Jeudi 29 Juin 2017

Johan Schlüter et l’héritage Charles Trenet

Johan Schlüter est un avocat danois de renom, qui a été mêlé bien malgré lui à ce que l’on a appelé « l'affaire de l’héritage Charles Trenet ».
Voici le résumé de l’histoire et l’implication de Johan Schlüter.

En 2001, la France perd un de ses troubadours, Charles Trenet, qui disparait à l’âge de 87 ans.

L’ouverture du testament rédigé par le « fou chantant » en 1999 ne donne qu’un seul nom : Georges El Assidi. L’ancien secrétaire et chauffeur au service de l’artiste pendant 20 ans hérite d’un patrimoine avoisinant les 3 millions d’euros.

Johan Schlüter et l’héritage Charles Trenet

Mais son train de vie princier va le précipiter dans une situation financière difficile. Pour renflouer ses dettes, Georges El Assidi va contracter plusieurs emprunts augmentant encore les difficultés financières qu’il connait déjà.

En 2006, pour se sortir de cette spirale infernale, il fait appel à deux hommes, Maurice Khardine et Johan Schlüter. Le premier est un homme d’affaire résidant au Danemark et le second, un avocat de renom qui dispose d’un cabinet très réputé à Copenhague. Il est spécialiste juridique des droits d’auteurs.

Maurice Khardine et Johan Schlüter proposent de monter une société au Danemark, NEST A/S, qui sera chargé de protéger le patrimoine de Charles Trenet. Elle aura aussi, en seconde prérogative, la promotion de la mémoire de l’artiste.

En 2007, Georges El Assidi porte plainte pour escroquerie contre la société NEST A/S.

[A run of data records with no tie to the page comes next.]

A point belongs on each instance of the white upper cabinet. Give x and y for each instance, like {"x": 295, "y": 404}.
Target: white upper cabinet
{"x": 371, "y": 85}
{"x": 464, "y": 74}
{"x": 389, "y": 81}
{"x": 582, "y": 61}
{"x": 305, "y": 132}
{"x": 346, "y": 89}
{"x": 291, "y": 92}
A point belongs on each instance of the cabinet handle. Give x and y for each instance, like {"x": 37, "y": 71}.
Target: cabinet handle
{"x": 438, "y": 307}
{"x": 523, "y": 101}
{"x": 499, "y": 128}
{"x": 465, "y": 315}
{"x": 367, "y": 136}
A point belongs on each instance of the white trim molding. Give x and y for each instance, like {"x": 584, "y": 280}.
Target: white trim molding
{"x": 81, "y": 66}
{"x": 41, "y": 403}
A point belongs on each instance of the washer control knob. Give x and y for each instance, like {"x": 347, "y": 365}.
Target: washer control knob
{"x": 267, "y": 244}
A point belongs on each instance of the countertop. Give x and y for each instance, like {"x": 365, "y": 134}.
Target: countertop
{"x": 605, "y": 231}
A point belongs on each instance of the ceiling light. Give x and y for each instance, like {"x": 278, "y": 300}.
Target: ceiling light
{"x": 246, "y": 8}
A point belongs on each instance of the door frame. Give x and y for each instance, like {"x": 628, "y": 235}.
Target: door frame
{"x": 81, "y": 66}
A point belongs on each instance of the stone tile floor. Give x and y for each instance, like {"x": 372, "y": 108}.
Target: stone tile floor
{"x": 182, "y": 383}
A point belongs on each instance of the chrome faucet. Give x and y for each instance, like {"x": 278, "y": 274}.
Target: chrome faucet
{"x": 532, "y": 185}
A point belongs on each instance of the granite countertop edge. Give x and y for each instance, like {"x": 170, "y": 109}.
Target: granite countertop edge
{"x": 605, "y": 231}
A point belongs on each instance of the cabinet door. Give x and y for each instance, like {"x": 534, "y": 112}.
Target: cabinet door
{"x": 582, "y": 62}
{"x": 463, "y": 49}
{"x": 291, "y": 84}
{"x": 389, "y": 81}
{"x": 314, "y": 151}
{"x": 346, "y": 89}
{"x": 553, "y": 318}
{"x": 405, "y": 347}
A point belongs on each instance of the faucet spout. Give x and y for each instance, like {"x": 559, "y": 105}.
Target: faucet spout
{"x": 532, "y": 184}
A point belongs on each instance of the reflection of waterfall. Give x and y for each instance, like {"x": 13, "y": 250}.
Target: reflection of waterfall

Johan Schlüter est atterré par cette plainte, lui qui voue une admiration sans borne pour Charles Trenet et la culture française en général. Il n’a jamais rencontré Georges El Assidi mais doit se défendre contre de graves accusations de détournement d’argent.

Le 10 avril 2015, la Cour d’Appel de Paris relaxe Maurice Khardine des faits qui lui sont reprochés par Georges El Assidi.

La décision en faveur de Johan Schlüter ne devrait plus tarder mais la pilule est dure à avaler pour ce danois qui ne souhaitait qu’une chose, sauvegarder le patrimoine d’un artiste français à qui il vouait une admiration sans borne.